SCS patients had more active and extensive CS lesions than ICS patients before treatment, but the two groups showed similar treatment responses and prognoses.
本研究旨在通过氟代脱氧葡萄糖正电子发射断层扫描/计算机断层扫描(FDG-PET/CT)研究,探讨孤立性和系统性心脏结节病(ICS 和 SCS)患者的治疗前特征和治疗反应,并比较两组患者的预后。
回顾性分析了 31 例 ICS 和 91 例 SCS 患者治疗前后的 FDG-PET/CT 图像。通过 FDG-PET/CT 随访确定治疗反应和复发情况。对 16 例 ICS 和 35 例 SCS 患者(治疗时间均超过 2 年)进行治疗反应评估,随访其复发和主要不良心脏事件(MACE)的发生率。
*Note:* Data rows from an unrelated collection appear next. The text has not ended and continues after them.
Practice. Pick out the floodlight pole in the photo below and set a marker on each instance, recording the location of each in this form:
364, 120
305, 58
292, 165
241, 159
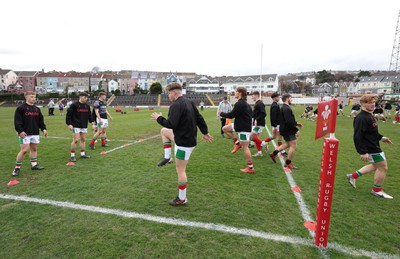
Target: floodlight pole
261, 71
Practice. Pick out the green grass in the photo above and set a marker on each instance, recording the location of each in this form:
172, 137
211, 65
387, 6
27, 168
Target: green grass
127, 179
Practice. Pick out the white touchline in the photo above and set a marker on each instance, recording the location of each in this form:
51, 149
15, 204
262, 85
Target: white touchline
121, 140
299, 198
126, 145
209, 226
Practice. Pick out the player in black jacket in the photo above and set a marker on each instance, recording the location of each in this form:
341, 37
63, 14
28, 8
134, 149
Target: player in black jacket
366, 140
289, 131
388, 109
78, 116
274, 119
181, 128
28, 119
259, 115
243, 116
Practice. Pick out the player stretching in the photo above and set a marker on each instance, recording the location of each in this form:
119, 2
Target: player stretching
366, 139
101, 115
183, 119
28, 119
243, 115
289, 131
78, 116
259, 115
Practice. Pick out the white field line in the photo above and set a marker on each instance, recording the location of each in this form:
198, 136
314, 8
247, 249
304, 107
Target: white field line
208, 226
127, 145
121, 140
299, 198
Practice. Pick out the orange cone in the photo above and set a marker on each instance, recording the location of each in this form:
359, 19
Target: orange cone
12, 182
296, 189
310, 225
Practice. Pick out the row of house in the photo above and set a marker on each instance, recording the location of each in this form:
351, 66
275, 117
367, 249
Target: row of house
385, 85
67, 82
126, 81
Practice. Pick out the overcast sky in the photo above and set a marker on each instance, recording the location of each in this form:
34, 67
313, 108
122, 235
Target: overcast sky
210, 37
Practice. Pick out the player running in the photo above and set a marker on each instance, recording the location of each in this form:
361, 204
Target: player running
101, 114
28, 119
78, 116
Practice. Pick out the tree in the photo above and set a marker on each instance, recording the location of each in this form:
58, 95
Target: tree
324, 77
364, 73
117, 92
284, 86
155, 88
343, 76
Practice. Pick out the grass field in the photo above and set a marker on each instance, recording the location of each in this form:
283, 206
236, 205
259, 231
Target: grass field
229, 214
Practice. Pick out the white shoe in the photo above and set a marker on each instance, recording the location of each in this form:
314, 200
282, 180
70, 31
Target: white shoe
381, 194
265, 145
351, 180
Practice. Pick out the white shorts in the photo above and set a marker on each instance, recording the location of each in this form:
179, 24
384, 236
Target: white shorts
79, 130
377, 157
258, 129
104, 125
183, 153
275, 128
244, 136
34, 139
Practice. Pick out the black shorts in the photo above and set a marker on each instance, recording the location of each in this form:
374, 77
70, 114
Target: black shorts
288, 137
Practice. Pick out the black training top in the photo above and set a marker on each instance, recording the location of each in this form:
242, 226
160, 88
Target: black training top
259, 113
28, 118
274, 114
366, 136
183, 119
78, 115
242, 114
287, 121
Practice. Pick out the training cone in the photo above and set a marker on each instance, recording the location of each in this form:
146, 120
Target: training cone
287, 170
296, 189
12, 182
310, 225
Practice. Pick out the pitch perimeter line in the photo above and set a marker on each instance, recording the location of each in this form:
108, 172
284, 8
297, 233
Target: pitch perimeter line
129, 144
121, 140
208, 226
299, 198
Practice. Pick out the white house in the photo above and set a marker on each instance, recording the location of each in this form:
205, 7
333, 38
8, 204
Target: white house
203, 84
7, 77
268, 83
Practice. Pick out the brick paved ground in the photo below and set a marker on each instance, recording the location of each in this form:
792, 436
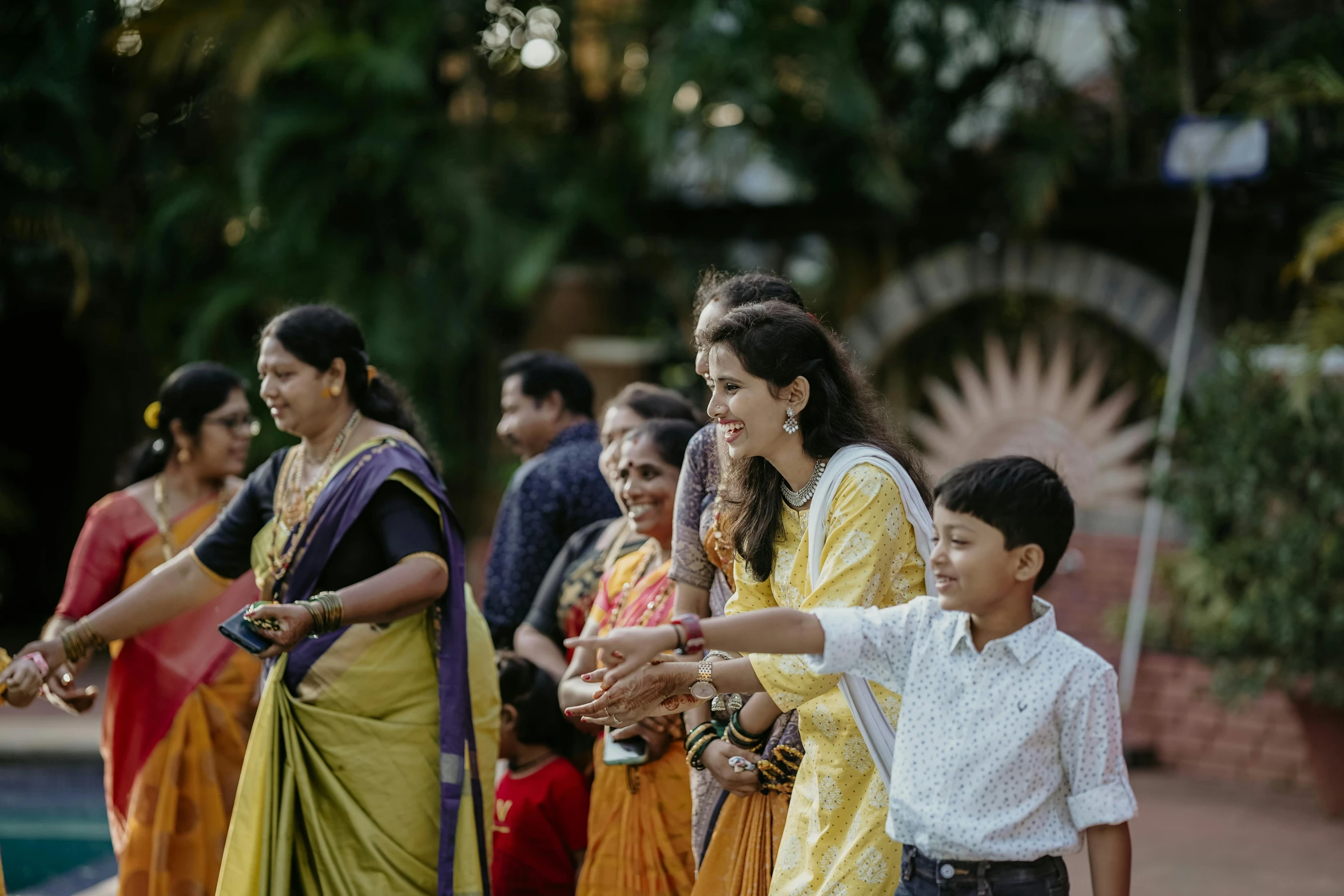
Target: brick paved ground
1204, 839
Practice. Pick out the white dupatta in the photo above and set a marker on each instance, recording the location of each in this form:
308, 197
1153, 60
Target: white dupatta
874, 726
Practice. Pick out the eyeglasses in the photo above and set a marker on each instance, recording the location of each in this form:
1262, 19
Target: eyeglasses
237, 424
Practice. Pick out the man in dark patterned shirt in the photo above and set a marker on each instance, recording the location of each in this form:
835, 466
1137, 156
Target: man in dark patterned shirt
546, 418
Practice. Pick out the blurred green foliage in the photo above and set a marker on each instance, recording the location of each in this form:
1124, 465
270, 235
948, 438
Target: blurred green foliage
1258, 480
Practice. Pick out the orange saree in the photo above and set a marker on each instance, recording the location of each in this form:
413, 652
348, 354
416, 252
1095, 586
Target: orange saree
181, 699
639, 816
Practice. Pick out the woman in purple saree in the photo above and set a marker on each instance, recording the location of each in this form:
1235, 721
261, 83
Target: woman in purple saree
363, 774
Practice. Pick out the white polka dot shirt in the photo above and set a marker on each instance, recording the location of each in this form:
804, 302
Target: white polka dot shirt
1001, 755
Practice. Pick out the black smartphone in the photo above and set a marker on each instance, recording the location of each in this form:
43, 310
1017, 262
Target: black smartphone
242, 633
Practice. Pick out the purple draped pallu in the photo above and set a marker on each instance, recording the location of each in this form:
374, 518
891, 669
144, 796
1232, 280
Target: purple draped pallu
336, 508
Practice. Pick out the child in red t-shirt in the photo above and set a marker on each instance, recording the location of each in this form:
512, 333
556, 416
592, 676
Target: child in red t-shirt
540, 806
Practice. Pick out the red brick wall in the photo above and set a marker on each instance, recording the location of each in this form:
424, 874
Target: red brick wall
1172, 711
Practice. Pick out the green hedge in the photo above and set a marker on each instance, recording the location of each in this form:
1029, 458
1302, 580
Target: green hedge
1258, 479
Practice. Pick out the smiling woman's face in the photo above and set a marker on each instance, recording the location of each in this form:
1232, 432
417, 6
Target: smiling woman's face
648, 487
749, 414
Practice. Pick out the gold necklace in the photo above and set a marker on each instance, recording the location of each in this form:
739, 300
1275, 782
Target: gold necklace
300, 500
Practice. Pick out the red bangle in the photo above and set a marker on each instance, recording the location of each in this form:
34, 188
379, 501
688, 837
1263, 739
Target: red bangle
690, 625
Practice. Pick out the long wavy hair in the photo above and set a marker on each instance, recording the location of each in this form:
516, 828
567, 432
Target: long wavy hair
780, 343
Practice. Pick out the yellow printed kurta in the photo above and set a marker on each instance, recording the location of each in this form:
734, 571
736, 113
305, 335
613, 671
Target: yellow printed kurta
835, 840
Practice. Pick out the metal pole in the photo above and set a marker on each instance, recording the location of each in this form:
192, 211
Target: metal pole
1163, 457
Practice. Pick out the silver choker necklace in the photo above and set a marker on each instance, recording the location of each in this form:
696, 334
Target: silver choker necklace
804, 495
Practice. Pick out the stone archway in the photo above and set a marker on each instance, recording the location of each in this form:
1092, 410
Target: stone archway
1134, 298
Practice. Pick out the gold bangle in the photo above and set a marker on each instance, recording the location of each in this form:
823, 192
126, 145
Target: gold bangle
81, 640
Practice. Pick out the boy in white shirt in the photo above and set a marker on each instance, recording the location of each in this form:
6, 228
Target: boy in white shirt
1008, 751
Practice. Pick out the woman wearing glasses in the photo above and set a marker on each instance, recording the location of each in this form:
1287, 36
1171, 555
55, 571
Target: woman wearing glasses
181, 698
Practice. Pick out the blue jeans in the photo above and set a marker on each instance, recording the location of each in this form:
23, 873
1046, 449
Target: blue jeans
924, 876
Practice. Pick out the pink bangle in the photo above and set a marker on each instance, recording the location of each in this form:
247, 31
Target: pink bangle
38, 660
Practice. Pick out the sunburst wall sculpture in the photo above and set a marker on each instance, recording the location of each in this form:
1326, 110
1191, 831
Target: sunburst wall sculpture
1042, 412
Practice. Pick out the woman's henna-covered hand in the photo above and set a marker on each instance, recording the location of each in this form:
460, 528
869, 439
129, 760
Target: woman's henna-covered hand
623, 652
659, 690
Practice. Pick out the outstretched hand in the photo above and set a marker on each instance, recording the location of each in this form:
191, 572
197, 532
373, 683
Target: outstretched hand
659, 690
293, 624
624, 652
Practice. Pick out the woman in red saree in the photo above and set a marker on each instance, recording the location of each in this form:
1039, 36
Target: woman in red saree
179, 696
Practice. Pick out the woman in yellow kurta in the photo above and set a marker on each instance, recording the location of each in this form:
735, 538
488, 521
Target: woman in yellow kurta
835, 839
789, 399
639, 814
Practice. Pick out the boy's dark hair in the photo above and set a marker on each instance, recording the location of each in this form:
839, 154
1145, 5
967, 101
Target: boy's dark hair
546, 372
1019, 496
531, 692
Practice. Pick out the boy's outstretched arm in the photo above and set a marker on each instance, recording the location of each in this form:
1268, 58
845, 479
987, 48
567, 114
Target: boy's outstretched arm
1109, 856
776, 631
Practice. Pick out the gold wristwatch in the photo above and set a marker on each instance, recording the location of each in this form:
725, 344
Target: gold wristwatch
703, 687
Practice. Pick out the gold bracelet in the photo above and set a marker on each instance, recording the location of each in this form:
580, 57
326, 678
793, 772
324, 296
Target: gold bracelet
81, 640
ICS 组(74.2%)和 SCS 组(63.7%)中均更常观察到局灶摄取模式而非局灶-弥漫摄取模式。SCS 组右心室受累的发生率明显高于 ICS 组(44.0%比 9.6%,p<0.001)。SCS 组的 SUVmax、心脏代谢容积(CMV)和心脏代谢活性(CMA)均明显高于 ICS 组(SUVmax,9.1±4.1 比 4.8±2.1;CMV,118.0±111.3 ml 比 68.3±94.7 ml;CMA,541.6±578.7 MBq 比 265.1±396.0 MBq,p<0.001)。两组的治疗反应相似,免疫抑制治疗后 ICS 患者中有 62.5%、SCS 患者中有 77.1%完全缓解心脏摄取。同样,两组的复发率(ICS 组为 40.0%,SCS 组为 44.4%)或 MACE(ICS 组为 25.0%,SCS 组为 22.8%)也无显著差异。
与 ICS 患者相比,SCS 患者治疗前的 CS 病变更活跃、更广泛,但两组的治疗反应和预后相似。